Some RDF formats may enable the specification of named graphs, while others do not support that functionality. In the latter case, when data is imported into a GraphDB repository, the target graphs parameter is not specified, and the incoming graphs are treated as part of the default graph. Hence, all data is imported to the default graph as a single graph. Such behavior will lead to the deletion of the existing graphs with each new import, and its replacement with the contents of the new data load. It is not possible to delete only parts of the graph without also facing unintended side effects.

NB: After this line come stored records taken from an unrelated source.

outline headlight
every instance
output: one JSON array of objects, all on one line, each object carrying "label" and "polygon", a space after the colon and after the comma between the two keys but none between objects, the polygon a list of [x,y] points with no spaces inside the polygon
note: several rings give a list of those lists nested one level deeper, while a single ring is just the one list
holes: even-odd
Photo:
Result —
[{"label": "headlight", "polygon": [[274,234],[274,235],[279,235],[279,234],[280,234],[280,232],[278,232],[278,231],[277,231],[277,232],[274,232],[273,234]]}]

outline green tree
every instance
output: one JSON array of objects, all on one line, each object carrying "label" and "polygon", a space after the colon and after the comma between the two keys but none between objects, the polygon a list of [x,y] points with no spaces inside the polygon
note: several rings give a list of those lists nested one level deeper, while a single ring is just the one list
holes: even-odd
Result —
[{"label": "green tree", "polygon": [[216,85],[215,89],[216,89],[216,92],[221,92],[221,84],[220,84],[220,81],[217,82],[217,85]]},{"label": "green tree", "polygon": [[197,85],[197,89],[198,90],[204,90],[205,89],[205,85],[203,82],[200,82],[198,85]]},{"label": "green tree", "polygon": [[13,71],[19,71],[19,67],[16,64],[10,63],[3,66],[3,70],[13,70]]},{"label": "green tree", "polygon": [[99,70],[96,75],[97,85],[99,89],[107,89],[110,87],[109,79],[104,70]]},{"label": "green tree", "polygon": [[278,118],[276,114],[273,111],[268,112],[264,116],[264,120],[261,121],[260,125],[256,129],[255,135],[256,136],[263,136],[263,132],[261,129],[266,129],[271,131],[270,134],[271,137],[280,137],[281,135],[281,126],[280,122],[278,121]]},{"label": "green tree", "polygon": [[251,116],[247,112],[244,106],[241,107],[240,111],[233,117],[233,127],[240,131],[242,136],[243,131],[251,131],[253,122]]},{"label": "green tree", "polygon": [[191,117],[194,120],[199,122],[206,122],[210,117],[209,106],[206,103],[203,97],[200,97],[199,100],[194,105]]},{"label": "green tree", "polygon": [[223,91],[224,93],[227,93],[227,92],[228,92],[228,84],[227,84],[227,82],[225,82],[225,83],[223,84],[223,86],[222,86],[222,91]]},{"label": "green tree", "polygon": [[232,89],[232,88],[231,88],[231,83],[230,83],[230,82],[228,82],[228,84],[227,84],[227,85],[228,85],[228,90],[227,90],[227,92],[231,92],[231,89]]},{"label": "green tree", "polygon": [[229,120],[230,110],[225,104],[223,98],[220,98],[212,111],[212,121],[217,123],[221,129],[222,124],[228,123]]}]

With named graphs, it is possible to load data into a graph different from the default graph. This allows for easier management of the a subset of data since one can perform deletion or updates to the named graph without affecting the default graph. This strategy of using named graphs within the same repository to organize datasets into smaller subsets, is preferred over loading all data into the default graph. Having data in a separate named graphs allows for more flexibility in its management.

Note

When loading multiple named graphs into the same repository, user access control can be difficult. In GraphDB, user management is implemented at the repository level and thus it is not possible to give access to different named graphs for different users. Hence all named graphs inside a repository can be seen by any user who is authorized to run queries on that repository.

If this limitation is critical then one can also look into the concept of ‘Internal SPARQL federation’ where one can load their subsets into different repositories, each with specific user access, and subsequently create a federated repository that will be able to query data from multiple repositories.

For more details please refer to GraphDB Documentation on Internal SPARQL Federation.